Are Ocracoke’s dingbatters being replaced by tourons?

Dingbatter, a term used on the Outer Banks for ‘outsiders and nonnatives,’ is a regionalized word within the state and most concentrated in Ocracoke….

“On the 1970s sitcom ‘All in the Family,’ the term ‘dingbat’ was used by Archie Bunker to refer to his wife, Edith…. It was appropriated and extended by residents of Ocracoke when islanders first received access to regular television during that period….. It seemed like a perfect way to describe the lack of common sense sometimes exhibited by tourists, replacing earlier terms for outsiders such as ‘foreigner’ and ‘stranger’. While it is still in use today, it is losing ground to the blended term touron, a combination of ‘tourist’ and ‘moron’…..”

— From “Talkin’ Tar Heel: How Our Voices Tell the Story of North Carolina” by Walt Wolfram and Jeffrey Reaser (2014)


Is ‘Scots-Irish’ supplanting ‘Scotch-Irish’?

“I love that you said ‘Scotch-Irish’ instead of this new term ‘Scots-Irish’ that you hear….”

— D.G. Martin, interviewing Walt Wolfram on “North Carolina Bookwatch” (May 18)

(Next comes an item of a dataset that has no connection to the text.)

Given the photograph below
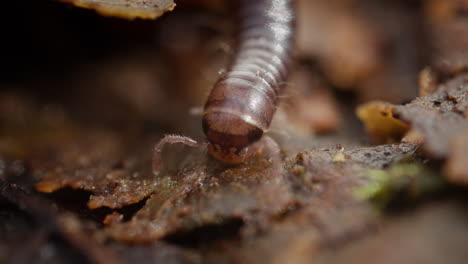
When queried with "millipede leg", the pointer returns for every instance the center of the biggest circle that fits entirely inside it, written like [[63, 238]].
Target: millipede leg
[[274, 152]]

I was surprised to hear “Scots-Irish” described as the newer usage, but sure enough…. 


Let’s just agree that ‘Cackalacky’ is NOT German

“At the very least, we can definitively trace the term to 1937, when it was used in a popular song. It is likely that Cackalacky’s etymology runs much deeper, however….

“It may have arisen from a kind of sound-play utterance used to refer to the rural ways of people from Carolina — a play on the pronunciation of the state.  Another hypothesis is that Cackalacky was derived from the Cherokee term tsalaki, pronounced ‘cha-lak-ee,’ the Cherokee pronunciation of Cherokee. Yet another hypothesis traces it to a cappella gospel groups in the American South in the 1930s, who used the rhythmic (but apparently meaningless) chant clanka lanka in their songs. Derivations related to the German word for cockroach (kakerlake) and a Scottish soup (cockaleekie) have also been suggested….

“Certainly the popularity of Cackalacky has risen in the last decade, and it has now become a positive term of solidarity used throughout the state. We favor the sound-play etymology for Cackalacky, but we are honesty just venturing our best guess….”

— From “Talkin’ Tar Heel: How Our Voices Tell the Story of North Carolina” by Walt Wolfram and Jeffrey Reaser (2014)

This is not, of course, the Miscellany’s first or even second swat at the elusive origins of Cackalacky, and it likely won’t be the last.